My pal Sue is now the authority on braised red cabbage in my world. She makes it with Okanagan cherries she dries herself every year, but not completely – she leaves some moisture in them, so that they’re a little bit squishy and juicy, like a raisin that has been plumped in booze. Because they aren’t completely dry, they need to be frozen. It was the discovery (most likely by force of gravity) of a small baggie of said cherries in my freezer (and half a ginormous red cabbage in my fridge) that prompted me to make a batch. It’s one of those things – like beef bourguignon – that’s ever so satisfying to simmer in a cast iron pot over the course of an afternoon.
And its bright purpleness and tang somehow brightens up those bleak midwinter veggie blahs.

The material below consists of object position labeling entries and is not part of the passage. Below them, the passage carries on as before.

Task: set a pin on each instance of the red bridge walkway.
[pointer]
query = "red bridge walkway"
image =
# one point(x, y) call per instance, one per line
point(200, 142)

Braised Red Cabbage & Cherries
adapted from Sheila Lukins’ All Around the World Cookbook
2 Tbsp. butter
1 small red cabbage, cored and thinly sliced
1 cup dried cherries
1/4 cup red wine
2 Tbsp. apple cider vinegar
1/4 cup apple juice
1/4 cup honey
1 cinnamon stick
salt and coarsely ground pepper to taste
Preheat the oven to 325F.
Set a large heavy saucepan or Dutch oven over medium heat and heat the butter until it melts. When the foaming subsides, add the rest of the ingredients and cook over low heat until warmed through, then put the lid on and pop it into the oven for an hour or two – closer to two. The cabbage will be cooked through, and the liquid thickened a bit. Taste and add a little more honey and/or vinegar as you like to suit your taste (or apple juice if it needs a bit more liquid) and bake a little longer or simmer on the stovetop with the lid off if you want to cook it down a bit.
It’s better after a day or two in the fridge; serve immediately or cool and refrigerate until you’re ready for it. Serves 6-10.